Richie Havens: 1941-2013
Folk legend Richie Havens passed away today from a sudden heart attack. He was 72.
Havens is often praised for his lyrical messages of peace and freedom as well as his fiery vocals and guitar playing. His early exposure to music was singing in doo-wop groups on the streets of Brooklyn at age 16.
The Brookyln-bred Havens moved to the Greenwich Village at the age of 20 to be a part of the thriving artistic scene in the ’60s. He was first recognized at clubs such as Cafe Wha? for his percussive guitar playing and unique voice. Havens toured for 45 years before kidney complications forced him to stop in 2012. In addition to many world tours, Havens has also released 21 studio albums. He is often cited as iconic for his festival-opening performance at Woodstock Festival in 1969.
Though initially more interested in visual art and spoken word, musical influences including Nina Simone, Fred Neil and Dino Valenti eventually inspired Havens to pick up a guitar. Word of Richie’s talent eventually spread beyond the Greenwich Village, catching the interest of manager Albert Grossman who helped him land a record deal with the Verve label. Havens released his first album, Mixed Bag, in 1967. His second studio release, Something Else Again came out just a year later and hit the Billboard chart.
Havens soon became a popular live act, playing festivals such as the Newport Folk Festival, Monterey Jazz Festival, Miami Pop Festival and others. His performance at the 1969 Woodstock Festival lasted over three hours and proved to be a big turning point for his career. After Woodstock, Havens started his own record label Stormy Forest, delivering six of his own albums on the label between 1970-1974. He was recognized for his original songs as well as popular covers of The Beatles and Bob Dylan. Havens started reaching more mainstream popularity, appearing on Johnny Carson’s Tonight Show for back-to-back nights in front of eager audiences. He also dabbled in acting, appearing in the original stage production of The Who’s rock opera Tommy in 1972 as well as the 1974 feature film Catch My Soul amongst other roles.
In keeping with his peaceful message, Havens was very active with charity work. In the mid-1970’s, he co-founded an oceanographic children’s museum called the Northwind Undersea Institute. This eventually led to the start of The National Guard, an organization that Richie helped start. The National Guard carried out a mission to help children learn about their effects on the environment. His charity work eventually won him the Peace Abbey Courage of Conscience Award in 1991. In 2003, he was given the American Eagle Award by the National Music Council for his role in America’s music heritage.
Havens continued to tour and release albums through the decades.

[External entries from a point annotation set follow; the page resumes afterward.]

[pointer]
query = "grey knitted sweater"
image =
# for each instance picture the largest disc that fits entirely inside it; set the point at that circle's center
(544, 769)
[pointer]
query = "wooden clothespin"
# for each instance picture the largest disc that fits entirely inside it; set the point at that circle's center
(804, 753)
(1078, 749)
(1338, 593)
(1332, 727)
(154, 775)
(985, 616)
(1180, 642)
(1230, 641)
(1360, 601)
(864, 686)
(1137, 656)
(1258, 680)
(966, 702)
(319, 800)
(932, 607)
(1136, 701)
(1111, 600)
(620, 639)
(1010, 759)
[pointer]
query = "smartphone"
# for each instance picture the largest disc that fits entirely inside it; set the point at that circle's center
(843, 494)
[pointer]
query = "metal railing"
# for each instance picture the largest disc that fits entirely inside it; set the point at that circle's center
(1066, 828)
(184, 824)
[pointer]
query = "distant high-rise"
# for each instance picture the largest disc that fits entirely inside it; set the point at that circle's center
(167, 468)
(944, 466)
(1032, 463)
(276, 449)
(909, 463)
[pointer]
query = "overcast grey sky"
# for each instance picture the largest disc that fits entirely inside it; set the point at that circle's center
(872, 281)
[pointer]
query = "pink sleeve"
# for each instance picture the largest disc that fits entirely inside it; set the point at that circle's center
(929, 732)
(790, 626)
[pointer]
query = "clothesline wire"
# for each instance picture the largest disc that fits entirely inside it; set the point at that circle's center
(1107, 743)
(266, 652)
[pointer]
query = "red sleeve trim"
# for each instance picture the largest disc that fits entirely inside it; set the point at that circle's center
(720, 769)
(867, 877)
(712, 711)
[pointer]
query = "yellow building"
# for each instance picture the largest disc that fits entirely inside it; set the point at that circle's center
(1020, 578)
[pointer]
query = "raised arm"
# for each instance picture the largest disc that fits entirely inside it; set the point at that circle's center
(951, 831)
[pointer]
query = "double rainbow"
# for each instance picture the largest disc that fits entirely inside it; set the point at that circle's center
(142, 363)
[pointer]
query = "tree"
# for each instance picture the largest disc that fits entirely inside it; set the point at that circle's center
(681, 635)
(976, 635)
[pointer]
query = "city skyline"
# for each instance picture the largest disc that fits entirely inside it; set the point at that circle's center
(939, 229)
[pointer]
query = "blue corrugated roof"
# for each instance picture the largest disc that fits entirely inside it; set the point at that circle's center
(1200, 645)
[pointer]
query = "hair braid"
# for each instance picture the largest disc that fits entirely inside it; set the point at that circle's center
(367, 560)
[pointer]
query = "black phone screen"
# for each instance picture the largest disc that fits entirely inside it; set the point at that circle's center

Special appearances include a Madison Square Garden appearance in 1992 for the Bob Dylan 30th Anniversary concert and a slot at the inauguration of President Bill Clinton in 1993. In the jamband world, Havens appeared at festivals such as Mountain Jam and played The Sixth Annual Jammy Awards in 2006. He has also performed with the likes of Assembly of Dust, Groove Armada and The Preservation Jazz Hall Band.
Earlier today, a representative gave the following statement: “While his family greatly appreciates that Richie’s many fans are also mourning this loss, they do ask for privacy during this difficult time.” A public memorial is in the works for a later date.